Where a plaintiff claims damages for future loss in capacity to earn, the probable duration of his life is an important element in determining the amount to be awarded, and resort to mortality tables is the accepted method of supplying this information. If, by request to charge or the production of evidence, either of the parties brings this element to the attention of the court, it is necessary that the jury be instructed to consider the probable length of time during which earnings would be realized. Jackiewicz v.
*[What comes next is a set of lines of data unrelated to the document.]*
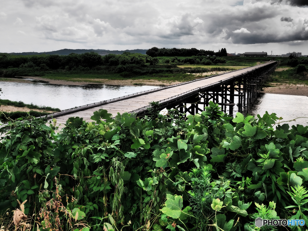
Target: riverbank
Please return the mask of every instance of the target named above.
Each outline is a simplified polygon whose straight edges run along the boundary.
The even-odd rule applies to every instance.
[[[270,83],[272,87],[263,87],[263,93],[308,96],[308,86],[301,83]]]
[[[15,107],[8,105],[1,105],[0,106],[0,113],[4,111],[6,112],[12,112],[14,111],[26,111],[29,112],[30,111],[39,111],[41,112],[47,112],[47,113],[52,113],[55,112],[52,111],[46,111],[39,109],[34,109],[28,108],[26,107]]]
[[[177,81],[158,81],[156,79],[124,79],[121,80],[108,79],[76,79],[76,81],[66,81],[65,80],[55,80],[42,77],[30,76],[22,77],[22,79],[6,78],[0,78],[0,81],[16,83],[34,83],[37,81],[44,81],[46,83],[58,85],[70,85],[73,86],[82,86],[88,84],[105,84],[117,86],[134,86],[139,85],[146,85],[149,86],[169,86],[174,84],[179,83],[182,82]],[[36,81],[32,81],[26,79],[31,79]],[[78,82],[77,82],[78,81]]]

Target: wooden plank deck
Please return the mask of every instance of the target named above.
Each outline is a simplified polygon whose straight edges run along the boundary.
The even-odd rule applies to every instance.
[[[241,69],[237,71],[227,72],[224,74],[214,75],[206,78],[200,79],[194,81],[190,81],[179,85],[175,85],[174,87],[164,89],[162,87],[161,90],[157,90],[142,95],[136,96],[133,98],[124,99],[117,102],[111,102],[97,107],[71,113],[56,117],[57,124],[63,124],[68,119],[72,117],[79,116],[83,117],[84,120],[88,121],[92,121],[90,117],[93,115],[93,112],[101,108],[107,110],[108,112],[115,116],[118,112],[122,114],[124,112],[129,112],[143,107],[148,107],[149,103],[153,101],[161,101],[166,100],[170,97],[176,97],[179,95],[184,94],[196,88],[205,88],[207,86],[211,86],[217,83],[217,85],[221,81],[226,80],[241,74],[245,74],[247,71],[252,71],[256,69],[269,64],[264,63]],[[62,127],[61,126],[61,127]]]

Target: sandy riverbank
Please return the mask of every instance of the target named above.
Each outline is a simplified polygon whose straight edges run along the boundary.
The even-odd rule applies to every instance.
[[[5,111],[7,112],[11,112],[13,111],[40,111],[41,112],[46,112],[47,113],[51,113],[54,112],[51,111],[45,111],[39,109],[30,109],[26,107],[19,107],[8,105],[1,105],[0,106],[0,112]]]
[[[79,82],[66,81],[64,80],[53,80],[46,78],[35,76],[24,77],[24,79],[15,78],[0,78],[0,81],[14,82],[16,83],[34,83],[30,80],[25,79],[31,79],[39,81],[44,81],[50,84],[59,85],[73,85],[80,86],[87,84],[100,84],[113,85],[118,86],[133,86],[136,85],[146,85],[150,86],[168,86],[174,84],[179,83],[181,82],[171,82],[165,80],[159,81],[155,79],[124,79],[123,80],[111,80],[105,79],[76,79]]]
[[[293,83],[270,83],[274,86],[270,87],[264,87],[263,91],[260,92],[274,94],[291,95],[294,95],[308,96],[308,86]]]

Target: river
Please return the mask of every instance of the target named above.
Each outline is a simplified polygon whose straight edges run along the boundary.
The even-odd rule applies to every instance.
[[[61,110],[99,102],[159,87],[153,86],[120,86],[93,84],[85,86],[57,85],[44,83],[30,83],[0,81],[3,94],[1,98],[21,101],[25,103],[58,107]],[[153,99],[155,101],[155,99]],[[261,93],[251,107],[249,113],[262,116],[267,111],[276,113],[278,117],[287,121],[307,116],[307,96]],[[234,113],[235,114],[235,113]],[[301,118],[287,122],[307,125],[308,119]]]

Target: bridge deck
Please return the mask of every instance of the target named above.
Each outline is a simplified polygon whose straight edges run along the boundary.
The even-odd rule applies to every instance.
[[[190,81],[184,84],[175,85],[174,87],[167,89],[162,87],[162,88],[163,89],[161,90],[156,90],[156,91],[154,92],[136,96],[129,99],[123,99],[117,102],[110,102],[107,104],[65,115],[57,116],[56,118],[57,123],[65,124],[69,118],[75,116],[83,118],[84,120],[87,121],[91,121],[92,120],[90,118],[93,115],[93,112],[100,108],[107,110],[108,113],[112,114],[113,116],[115,116],[118,112],[121,114],[124,112],[131,112],[143,107],[148,107],[150,102],[153,101],[160,101],[167,98],[170,98],[170,97],[177,97],[179,95],[185,93],[194,89],[198,88],[202,89],[207,86],[214,84],[215,83],[217,83],[218,84],[221,81],[223,81],[254,69],[258,69],[268,64],[268,63],[267,63],[260,64],[213,76],[207,78],[200,79],[197,80],[197,81]]]

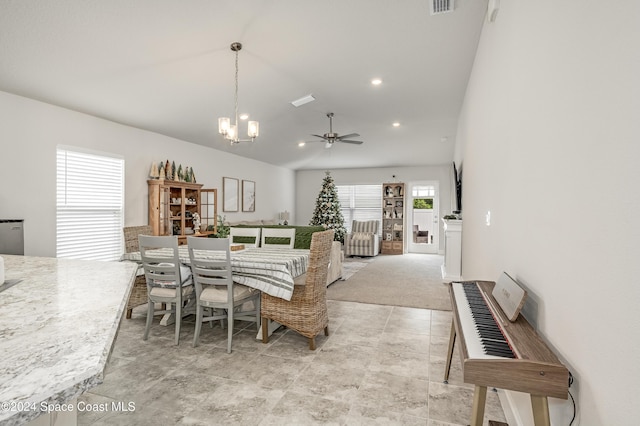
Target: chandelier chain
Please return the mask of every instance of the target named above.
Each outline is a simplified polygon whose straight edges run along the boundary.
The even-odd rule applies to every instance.
[[[235,94],[235,113],[236,113],[236,139],[238,139],[238,131],[240,128],[238,127],[238,50],[236,50],[236,94]]]

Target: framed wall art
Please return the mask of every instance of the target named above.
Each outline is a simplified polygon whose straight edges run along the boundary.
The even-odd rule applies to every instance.
[[[254,181],[242,181],[242,211],[256,211],[256,183]]]
[[[238,179],[222,178],[222,211],[238,211]]]

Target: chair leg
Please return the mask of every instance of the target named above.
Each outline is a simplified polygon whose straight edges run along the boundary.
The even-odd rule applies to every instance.
[[[233,338],[233,307],[227,311],[227,353],[231,353],[231,339]]]
[[[262,317],[262,343],[269,343],[269,320]]]
[[[256,298],[254,304],[256,308],[256,328],[260,331],[260,297]]]
[[[177,291],[182,291],[178,289]],[[180,341],[180,323],[182,322],[182,302],[176,302],[176,346]]]
[[[149,330],[151,330],[151,321],[153,321],[153,302],[149,300],[147,303],[147,324],[144,327],[144,336],[142,340],[147,340],[149,338]]]
[[[202,329],[202,310],[203,310],[202,306],[200,306],[200,304],[198,303],[196,305],[196,331],[195,331],[195,334],[193,335],[194,348],[198,346],[198,343],[200,342],[200,330]]]

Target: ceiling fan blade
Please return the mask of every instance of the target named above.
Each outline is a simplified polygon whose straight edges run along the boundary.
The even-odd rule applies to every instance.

United Illuminating Co.,
The injection into argument by counsel for the plaintiff of a statement as to the compensation which the plaintiff would receive under the Workmen's Compensation Act for total permanent disability if his injuries had arisen out of and in the course of his employment was improper, but as a new trial must be ordered on the ground just considered and it is assumed that this argument will not be repeated on a retrial, it is unnecessary to decide whether or not it was effectively removed from consideration by the jury by the reference made to it in the charge.
There is error and a new trial is ordered.
In this opinion the other judges concurred.